I just got a bit excited is all. I love old things. They intrigue me. I must start collecting old things.

Tuesday, April 5, 2011

And i swear, I'll find myself in the end, in the end.

So there i was, sitting on my bed, my back against the wall, homework resting in my lap as i write down dot points about Elizabethan Theatre. My iPod was sitting in its docking station, music flowing quietly out of the speakers. And on comes this song I hardly ever hear anymore. I used to hear it a lot, back when it was in my special playlist, for the Philippines. And for a moment, a sudden flash of a fleeting moment, i felt like i was there again. Back in the Philippines. Back in the beat-up van with the seats along the sides of the van, with my head practically out the window, gazing out at the rice fields, the mountains where the rogues lived, the blue sky with an occasional puffy cloud, the palm tree leaves providing a mother with just enough shade to rest with her baby, the dry desert ground with a sudden stream running across, the village of people waving goodbye.

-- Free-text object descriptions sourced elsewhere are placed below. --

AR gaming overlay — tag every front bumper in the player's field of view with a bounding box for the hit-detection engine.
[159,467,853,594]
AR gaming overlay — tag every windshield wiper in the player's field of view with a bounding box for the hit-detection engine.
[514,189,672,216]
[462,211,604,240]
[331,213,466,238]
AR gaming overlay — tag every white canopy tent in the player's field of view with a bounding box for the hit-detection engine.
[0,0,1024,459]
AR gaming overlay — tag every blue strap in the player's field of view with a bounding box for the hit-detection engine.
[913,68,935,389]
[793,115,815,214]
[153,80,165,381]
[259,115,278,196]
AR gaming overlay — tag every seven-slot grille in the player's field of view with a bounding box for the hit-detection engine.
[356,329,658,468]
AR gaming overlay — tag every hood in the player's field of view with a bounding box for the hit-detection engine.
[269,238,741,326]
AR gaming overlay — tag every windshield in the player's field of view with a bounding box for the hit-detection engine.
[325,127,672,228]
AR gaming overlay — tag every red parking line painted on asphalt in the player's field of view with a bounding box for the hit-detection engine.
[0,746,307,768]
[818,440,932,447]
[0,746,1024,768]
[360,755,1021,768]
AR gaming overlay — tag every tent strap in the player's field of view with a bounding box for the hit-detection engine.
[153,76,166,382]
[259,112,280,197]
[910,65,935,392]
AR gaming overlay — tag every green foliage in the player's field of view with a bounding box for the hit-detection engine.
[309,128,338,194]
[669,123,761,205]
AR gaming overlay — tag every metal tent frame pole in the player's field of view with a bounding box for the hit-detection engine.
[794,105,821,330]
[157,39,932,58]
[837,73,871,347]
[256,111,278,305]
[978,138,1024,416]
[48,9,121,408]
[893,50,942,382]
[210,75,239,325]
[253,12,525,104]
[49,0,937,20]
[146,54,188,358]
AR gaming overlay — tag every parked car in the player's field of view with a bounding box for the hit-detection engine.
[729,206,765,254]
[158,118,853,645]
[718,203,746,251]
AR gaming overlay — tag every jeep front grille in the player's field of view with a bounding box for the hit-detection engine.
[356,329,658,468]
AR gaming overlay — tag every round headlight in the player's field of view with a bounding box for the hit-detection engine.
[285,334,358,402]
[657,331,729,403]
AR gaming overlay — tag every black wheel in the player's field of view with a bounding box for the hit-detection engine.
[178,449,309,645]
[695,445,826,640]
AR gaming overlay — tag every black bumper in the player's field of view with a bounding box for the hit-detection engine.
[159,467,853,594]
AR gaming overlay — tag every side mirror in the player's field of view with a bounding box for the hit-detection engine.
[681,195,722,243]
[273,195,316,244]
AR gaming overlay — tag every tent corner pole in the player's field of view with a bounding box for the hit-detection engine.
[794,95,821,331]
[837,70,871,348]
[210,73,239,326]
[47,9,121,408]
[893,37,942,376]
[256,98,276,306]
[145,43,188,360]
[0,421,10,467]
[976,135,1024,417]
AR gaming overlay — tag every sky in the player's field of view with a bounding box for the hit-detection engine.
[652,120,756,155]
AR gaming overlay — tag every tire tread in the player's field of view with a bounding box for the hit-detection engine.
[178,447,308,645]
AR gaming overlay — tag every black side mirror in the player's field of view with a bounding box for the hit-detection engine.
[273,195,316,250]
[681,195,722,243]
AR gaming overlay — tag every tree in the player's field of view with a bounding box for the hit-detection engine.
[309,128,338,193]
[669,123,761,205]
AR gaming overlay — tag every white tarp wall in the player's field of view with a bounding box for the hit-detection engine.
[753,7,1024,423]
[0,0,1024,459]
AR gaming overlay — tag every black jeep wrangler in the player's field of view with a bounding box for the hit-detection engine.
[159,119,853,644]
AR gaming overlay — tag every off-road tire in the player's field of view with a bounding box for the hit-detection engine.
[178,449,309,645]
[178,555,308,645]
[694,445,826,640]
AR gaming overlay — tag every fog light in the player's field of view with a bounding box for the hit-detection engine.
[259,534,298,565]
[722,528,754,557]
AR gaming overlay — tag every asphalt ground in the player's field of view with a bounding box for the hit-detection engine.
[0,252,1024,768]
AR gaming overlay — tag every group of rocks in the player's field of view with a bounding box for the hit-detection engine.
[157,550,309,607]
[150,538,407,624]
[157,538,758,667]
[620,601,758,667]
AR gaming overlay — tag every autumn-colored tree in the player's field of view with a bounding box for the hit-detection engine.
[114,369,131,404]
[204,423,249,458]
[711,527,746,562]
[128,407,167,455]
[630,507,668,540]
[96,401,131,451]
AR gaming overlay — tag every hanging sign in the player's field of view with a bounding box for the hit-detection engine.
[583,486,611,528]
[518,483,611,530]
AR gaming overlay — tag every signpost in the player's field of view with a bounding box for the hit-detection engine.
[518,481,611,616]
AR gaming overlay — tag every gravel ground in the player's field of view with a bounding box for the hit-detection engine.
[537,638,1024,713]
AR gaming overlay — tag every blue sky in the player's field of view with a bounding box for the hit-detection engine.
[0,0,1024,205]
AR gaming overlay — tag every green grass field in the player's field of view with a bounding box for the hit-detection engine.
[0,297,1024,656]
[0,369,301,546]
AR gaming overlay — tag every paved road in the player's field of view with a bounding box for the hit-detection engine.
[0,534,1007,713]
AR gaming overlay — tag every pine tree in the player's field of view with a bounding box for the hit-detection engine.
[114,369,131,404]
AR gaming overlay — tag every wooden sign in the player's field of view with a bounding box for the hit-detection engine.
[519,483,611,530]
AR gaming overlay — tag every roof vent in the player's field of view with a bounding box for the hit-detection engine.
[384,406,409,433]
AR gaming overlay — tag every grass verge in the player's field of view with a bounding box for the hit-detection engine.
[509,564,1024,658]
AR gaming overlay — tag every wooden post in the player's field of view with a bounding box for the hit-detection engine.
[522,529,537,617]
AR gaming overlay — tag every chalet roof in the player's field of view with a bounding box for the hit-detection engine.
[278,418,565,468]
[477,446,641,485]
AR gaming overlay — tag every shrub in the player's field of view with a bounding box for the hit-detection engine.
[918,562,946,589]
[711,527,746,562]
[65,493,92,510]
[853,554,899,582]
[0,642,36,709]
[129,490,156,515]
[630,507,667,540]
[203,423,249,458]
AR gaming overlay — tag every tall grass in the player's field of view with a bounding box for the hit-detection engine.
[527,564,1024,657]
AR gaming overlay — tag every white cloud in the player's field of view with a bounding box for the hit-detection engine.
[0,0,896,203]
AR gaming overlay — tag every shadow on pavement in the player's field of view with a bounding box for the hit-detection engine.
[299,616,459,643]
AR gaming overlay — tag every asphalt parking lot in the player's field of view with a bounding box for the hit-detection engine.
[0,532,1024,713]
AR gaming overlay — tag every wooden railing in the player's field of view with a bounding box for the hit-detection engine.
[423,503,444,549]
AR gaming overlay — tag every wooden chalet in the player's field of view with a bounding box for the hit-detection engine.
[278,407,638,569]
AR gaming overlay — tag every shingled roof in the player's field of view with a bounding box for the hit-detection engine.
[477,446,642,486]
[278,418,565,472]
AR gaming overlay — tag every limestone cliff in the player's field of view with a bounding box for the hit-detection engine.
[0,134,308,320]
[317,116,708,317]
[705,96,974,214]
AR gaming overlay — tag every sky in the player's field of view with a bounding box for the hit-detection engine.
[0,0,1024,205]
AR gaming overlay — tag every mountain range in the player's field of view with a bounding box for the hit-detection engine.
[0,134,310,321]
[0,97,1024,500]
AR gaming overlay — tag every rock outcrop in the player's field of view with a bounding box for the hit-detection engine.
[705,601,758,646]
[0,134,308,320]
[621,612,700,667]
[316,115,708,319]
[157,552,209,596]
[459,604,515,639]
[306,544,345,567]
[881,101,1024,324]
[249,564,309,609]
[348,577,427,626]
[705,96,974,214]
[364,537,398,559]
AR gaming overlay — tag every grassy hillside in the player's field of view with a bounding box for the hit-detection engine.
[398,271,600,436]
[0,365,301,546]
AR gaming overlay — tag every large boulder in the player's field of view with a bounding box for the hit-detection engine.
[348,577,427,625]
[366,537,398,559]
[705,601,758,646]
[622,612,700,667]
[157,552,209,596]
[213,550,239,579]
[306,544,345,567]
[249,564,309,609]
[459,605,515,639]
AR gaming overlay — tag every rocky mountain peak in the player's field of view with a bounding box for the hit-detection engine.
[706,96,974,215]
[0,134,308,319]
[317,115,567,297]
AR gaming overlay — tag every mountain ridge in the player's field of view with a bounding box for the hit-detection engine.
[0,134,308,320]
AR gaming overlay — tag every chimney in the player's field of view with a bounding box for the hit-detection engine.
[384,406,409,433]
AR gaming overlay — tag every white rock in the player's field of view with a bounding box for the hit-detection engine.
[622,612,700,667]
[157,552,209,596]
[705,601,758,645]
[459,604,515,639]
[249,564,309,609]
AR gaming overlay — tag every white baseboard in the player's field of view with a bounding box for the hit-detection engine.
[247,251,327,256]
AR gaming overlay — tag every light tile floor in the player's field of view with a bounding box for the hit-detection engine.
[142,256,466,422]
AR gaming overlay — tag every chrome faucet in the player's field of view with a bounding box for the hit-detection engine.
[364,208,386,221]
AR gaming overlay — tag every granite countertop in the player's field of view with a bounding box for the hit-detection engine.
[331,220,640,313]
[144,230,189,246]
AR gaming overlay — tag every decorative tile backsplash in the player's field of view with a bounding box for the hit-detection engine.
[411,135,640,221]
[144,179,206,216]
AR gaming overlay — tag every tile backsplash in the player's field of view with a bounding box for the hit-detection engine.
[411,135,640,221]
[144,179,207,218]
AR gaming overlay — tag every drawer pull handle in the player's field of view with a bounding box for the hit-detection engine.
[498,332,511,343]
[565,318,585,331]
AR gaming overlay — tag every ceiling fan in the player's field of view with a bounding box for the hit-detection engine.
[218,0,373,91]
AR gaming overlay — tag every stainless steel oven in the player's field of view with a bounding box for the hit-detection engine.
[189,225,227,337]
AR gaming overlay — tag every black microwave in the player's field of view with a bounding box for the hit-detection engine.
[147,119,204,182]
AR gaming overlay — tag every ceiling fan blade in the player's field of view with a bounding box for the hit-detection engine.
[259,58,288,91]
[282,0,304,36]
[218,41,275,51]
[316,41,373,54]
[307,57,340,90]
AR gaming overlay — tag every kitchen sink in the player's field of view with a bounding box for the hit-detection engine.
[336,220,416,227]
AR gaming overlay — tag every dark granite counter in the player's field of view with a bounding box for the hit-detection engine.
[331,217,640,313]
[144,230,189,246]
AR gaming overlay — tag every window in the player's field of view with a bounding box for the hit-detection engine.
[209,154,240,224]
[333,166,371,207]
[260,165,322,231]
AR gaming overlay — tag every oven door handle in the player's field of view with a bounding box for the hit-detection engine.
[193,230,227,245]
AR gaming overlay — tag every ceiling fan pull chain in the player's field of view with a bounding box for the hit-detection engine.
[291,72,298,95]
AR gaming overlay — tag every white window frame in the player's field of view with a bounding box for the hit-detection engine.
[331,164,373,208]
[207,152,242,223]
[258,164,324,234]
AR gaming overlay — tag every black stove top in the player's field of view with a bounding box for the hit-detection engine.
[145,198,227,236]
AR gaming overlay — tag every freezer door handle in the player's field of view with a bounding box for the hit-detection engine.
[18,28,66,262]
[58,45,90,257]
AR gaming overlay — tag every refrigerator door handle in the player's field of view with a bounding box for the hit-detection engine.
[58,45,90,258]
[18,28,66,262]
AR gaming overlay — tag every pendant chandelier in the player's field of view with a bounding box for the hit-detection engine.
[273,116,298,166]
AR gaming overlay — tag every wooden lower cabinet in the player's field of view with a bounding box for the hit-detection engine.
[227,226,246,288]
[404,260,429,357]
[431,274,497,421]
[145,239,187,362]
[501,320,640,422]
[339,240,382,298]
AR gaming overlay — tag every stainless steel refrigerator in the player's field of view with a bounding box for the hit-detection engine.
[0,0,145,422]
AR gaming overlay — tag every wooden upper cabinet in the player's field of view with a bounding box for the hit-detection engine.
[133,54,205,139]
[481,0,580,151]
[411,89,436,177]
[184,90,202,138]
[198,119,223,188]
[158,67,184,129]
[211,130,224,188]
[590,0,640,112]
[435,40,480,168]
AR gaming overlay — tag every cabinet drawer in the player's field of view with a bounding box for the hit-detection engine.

Then another song came on that had a similar feel - I was walking through the busy streets of Laoag, watching everyone else watching me, bundles of dangerous cables and wires hanging above me, jeepneys and motorcycles and horses and carts flying past along the roads. And then i was walking down one particular street, just a quiet, lonely back street, barely lit by a single orange street light, wires still hanging everywhere, tall buildings on either side of the road that seem to close you in and make you feel tiny. And when i was walking through that street for real, i remember thinking how this was my lifestyle now, and how i was so used to it all, and also how quickly it will all be gone and i'll be back at home, lying in my bed, wishing i was back here.
And now that's what i'm doing.

And the sudden tears come, knowing the feeling of that life when i was over there; that wonderful, contended feeling of freedom, of simplicity, of purpose, of joy. And oh golly, that freedom. I miss it so much. It scares me to think that the music i can hear now, i was hearing when i was in the Philippines. The song 'search and destroy' by 30stm, i was listening to as our rickety old van was winding 'round the corners of a mountain to take us to a village for a medical mission. I was looking out over the view of the endless rice fields, banana trees and mountains.
And yet while i'm listening to that now, i'm just in bed.
This feeling of missing that, it's a lot deeper than what i've ever had when i have missed somewhere, something, or someone. I mean it's not necessarily a greater feeling of missing, but it's different and it hurts.
I left a lot of my heart back there. And now i have the taste of missions trips in another country i feel like everything else is empty and ordinary.

I MISS IT SO MUCH. It has to be what i'm here on earth for.
I was made to do it, and now that i'm stuck here i feel as though i'm suffocating.
I just have such an urge to be somewhere, anywhere, like the Philippines, with that feeling, that unexplainable feeling of ecstasy when you are doing what you truly love, when you are doing what you are called to do in life.
Cassie, shutup. Stop rambling, stop complaining.
But i FLIPPING JUST WANT TO GO BACK.
Sorry.

Monday, April 4, 2011

Saturday, April 2, 2011

Do you mind?

Life is ridiculous, in all the good and bad ways it can be. But i don't actually think i mind it all that much. In fact it makes me go crazy, go out of my mind. But i don't mind that either. I mean, keeping in mind all the horrible stuff going on in this world, but i believe when we stand back and look at our lives, the good will weigh out the bad. We just have to look for the good in everything. I have a mindful of all this. Mind you, I always seem to have a mindful of everything. But that's ok, i still don't mind.